Pour ceux qui gardent un intérêt quant au cycle de la Table ronde, ce roman est un petit bijou narratif qui ramène le lecteur dans le monde ancien des chevaliers en quête du Graal, objet sacré ayant recueilli le sang du Christ.
Mais le cœur du récit, comme le titre nous l’annonce, est bel et bien Merlin, figure incontournable et complexe de la légende arthurienne. Conçu par le Diable pour être l’antéchrist, Merlin l’enchanteur, dans le ventre de sa mère, choisit pourtant la voie de Dieu qui lui accorde de conserver ses pouvoirs diaboliques pour les mettre au service des hommes et du bien. Dès lors, Merlin s’acquittera avec ferveur de cette tache si lourde et noble de faire régner justice, paix et religion au sein de la Bretagne (très large à cette époque), en aidant les chevaliers à traverser les épreuves qui doivent révéler leur pureté et leur vaillance, car le royaume idéal et le Graal, ça se mérite !
Mais l’enchanteur, « celui qui est mortel », tel est le sens de son nom, va flancher sous la force de l’amour qu’il nourrit pour Vivianne, celle qui deviendra la Dame du lac et la mère protectrice de Galaad (dit Lancelot). Cet amour, puissant et pur, demeure pour le Diable une faille potentielle pour atteindre son fils magicien, qu’il déteste après que celui-ci l’a trahi au nom de la volonté divine.
En effet, Merlin, dès le début du roman, s’éprend très tôt et malgré lui d’une jeune fille, Vivianne, en train de se baigner nue, joyeuse et pure dans une source fraîche. Sa beauté, au dessus de toute créature, ramène Merlin à sa nature mortelle. Sous l’apparence d’un cerf blanc, Merlin observe la jeune fille avec surprise, il est ému, pour la première fois sans doute. Ce passage, très beau et enchanteur, ouvre l’histoire de Merlin et donne le ton : l’œuvre de Barjavel sera belle et irrésistible !

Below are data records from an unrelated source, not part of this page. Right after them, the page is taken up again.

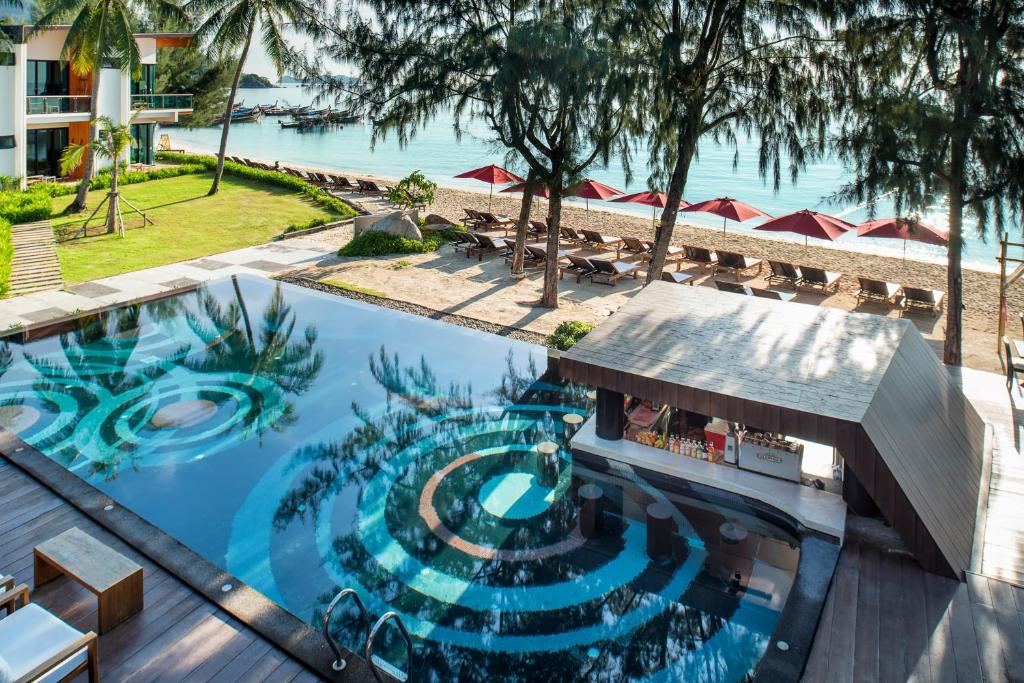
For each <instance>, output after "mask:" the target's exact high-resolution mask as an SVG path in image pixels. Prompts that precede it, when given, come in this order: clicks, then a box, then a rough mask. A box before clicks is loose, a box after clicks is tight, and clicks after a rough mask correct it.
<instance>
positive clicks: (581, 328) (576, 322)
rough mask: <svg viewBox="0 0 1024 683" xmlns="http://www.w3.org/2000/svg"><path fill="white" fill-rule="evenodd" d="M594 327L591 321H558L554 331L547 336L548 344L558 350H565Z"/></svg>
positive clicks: (567, 349) (562, 350)
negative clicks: (549, 336) (585, 322)
mask: <svg viewBox="0 0 1024 683" xmlns="http://www.w3.org/2000/svg"><path fill="white" fill-rule="evenodd" d="M596 327H597V326H596V325H594V324H593V323H583V322H582V321H565V322H564V323H559V324H558V327H557V328H555V331H554V333H553V334H552V335H551V336H550V337H548V344H549V345H550V346H554V347H555V348H557V349H558V350H559V351H567V350H569V348H571V346H572V345H573V344H575V343H577V342H578V341H580V340H581V339H583V338H584V337H586V336H587V333H589V332H590V331H591V330H593V329H594V328H596Z"/></svg>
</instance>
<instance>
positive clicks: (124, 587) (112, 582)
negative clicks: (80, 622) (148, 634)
mask: <svg viewBox="0 0 1024 683" xmlns="http://www.w3.org/2000/svg"><path fill="white" fill-rule="evenodd" d="M33 556H34V560H35V561H34V565H35V567H34V568H35V583H36V588H39V587H40V586H41V585H43V584H45V583H46V582H48V581H52V580H54V579H56V578H57V577H59V575H60V574H66V575H68V577H69V578H70V579H73V580H74V581H76V582H78V583H79V584H81V585H82V586H84V587H85V588H86V589H88V590H89V591H91V592H92V593H94V594H95V595H96V598H97V599H98V601H99V629H98V631H99V633H100V634H104V633H106V632H108V631H110V630H111V629H113V628H114V627H116V626H117V625H119V624H121V623H122V622H124V621H125V620H127V618H128V617H129V616H132V615H133V614H136V613H138V612H139V611H141V609H142V567H141V566H140V565H138V564H137V563H135V562H133V561H131V560H130V559H128V558H127V557H125V556H124V555H122V554H121V553H119V552H118V551H116V550H114V549H113V548H111V547H109V546H106V545H104V544H102V543H100V542H99V541H96V540H95V539H93V538H92V537H91V536H89V535H88V533H86V532H85V531H83V530H82V529H80V528H79V527H77V526H73V527H72V528H70V529H68V530H67V531H65V532H63V533H61V535H59V536H56V537H53V538H52V539H50V540H49V541H46V542H45V543H42V544H40V545H39V546H36V548H35V550H34V553H33Z"/></svg>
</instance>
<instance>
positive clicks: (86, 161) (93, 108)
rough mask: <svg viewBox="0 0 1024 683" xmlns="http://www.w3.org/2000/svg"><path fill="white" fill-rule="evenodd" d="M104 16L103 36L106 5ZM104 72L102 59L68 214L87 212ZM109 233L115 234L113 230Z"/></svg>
mask: <svg viewBox="0 0 1024 683" xmlns="http://www.w3.org/2000/svg"><path fill="white" fill-rule="evenodd" d="M102 11H103V16H102V18H101V19H100V23H99V33H100V36H102V33H103V31H104V27H105V25H106V5H105V3H104V5H103V10H102ZM100 40H102V37H100ZM102 52H103V50H102V49H100V50H99V53H100V54H102ZM102 71H103V61H102V58H100V61H99V63H97V65H95V66H94V67H93V70H92V97H91V99H90V100H89V139H88V140H87V141H88V143H89V148H88V150H87V151H86V153H85V168H83V169H82V181H81V182H80V183H79V184H78V193H77V194H76V195H75V201H74V202H72V203H71V206H69V207H68V213H78V212H79V211H85V202H86V199H87V198H88V196H89V182H91V181H92V173H93V171H94V167H95V165H96V154H95V153H94V152H93V151H92V141H93V140H95V139H96V119H98V118H99V75H100V73H102ZM109 231H111V232H113V231H114V230H113V228H111V229H110V230H109Z"/></svg>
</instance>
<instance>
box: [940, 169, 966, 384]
mask: <svg viewBox="0 0 1024 683" xmlns="http://www.w3.org/2000/svg"><path fill="white" fill-rule="evenodd" d="M955 156H956V155H955V154H953V157H954V158H955ZM961 172H962V171H961ZM963 193H964V190H963V183H962V182H961V175H959V173H957V172H956V170H955V169H954V170H953V181H952V182H950V183H949V243H948V244H947V246H946V259H947V261H946V290H947V294H946V337H945V343H944V344H943V348H942V361H943V362H945V364H946V365H947V366H961V365H963V364H964V355H963V350H962V348H961V346H962V343H963V336H964V269H963V267H962V265H961V259H962V255H963V254H962V252H963V251H964V200H963V196H964V195H963Z"/></svg>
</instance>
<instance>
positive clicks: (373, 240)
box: [338, 230, 455, 256]
mask: <svg viewBox="0 0 1024 683" xmlns="http://www.w3.org/2000/svg"><path fill="white" fill-rule="evenodd" d="M453 232H454V230H440V231H437V232H431V233H430V234H425V236H424V237H423V242H419V241H417V240H410V239H409V238H403V237H400V236H397V234H391V233H390V232H375V231H373V230H371V231H369V232H364V233H362V234H359V236H356V237H354V238H352V241H351V242H349V243H348V244H347V245H345V246H344V247H342V248H341V249H340V250H338V255H339V256H389V255H391V254H429V253H430V252H435V251H437V250H438V249H440V248H441V247H442V246H444V245H445V244H447V243H449V242H452V241H453V240H455V236H454V234H453Z"/></svg>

De leur côté, les hommes renommés du royaume de Logres, tels que Perceval, Gauvain, ou Lancelot, vont rencontrer des aventures périlleuses. Ils vont ainsi s’éprouver lors des tournois, des rencontres inattendues, ou des aventures mises sur leur chemin afin de les égarer ou de les mener jusqu’au château du Riche Pêcheur, celui qui veille sur la coupe christique, le Graal.
Nous sommes ainsi entraînés dans l’univers arthurien, fait d’amours contrariés, de sortilèges, de violents combats et de quête initiatique. L’œuvre est teintée de poésie, d’esprit chevaleresque, d’érotisme et de magie, sous l’œil avisé de Merlin.
Barjavel est véritablement un habile conteur, capable de perpétuer la fameuse tradition romanesque sans faire d’erreur, en même temps qu’il y distille avec art et fluidité des détails qui participent à l’harmonie et à la cadence de l’ensemble. On pourrait presque le croire surgi du passé ! (j’ai eu l'occasion de lire certains romans médiévaux … j’y vois une certaine ressemblance avec Barjavel, y compris dans l’aspect narratif !)
L’écrivain sort donc aisément son épingle du jeu et son œuvre trouve sa place parmi les meilleurs romans de la matière de Bretagne. Barjavel remercie, par avance, les auteurs originels et espère humblement être accepté parmi eux. Il mérite largement d’entrer dans le cercle de la table prestigieuse, celle des auteurs qui ont créé ou enrichi le Cycle.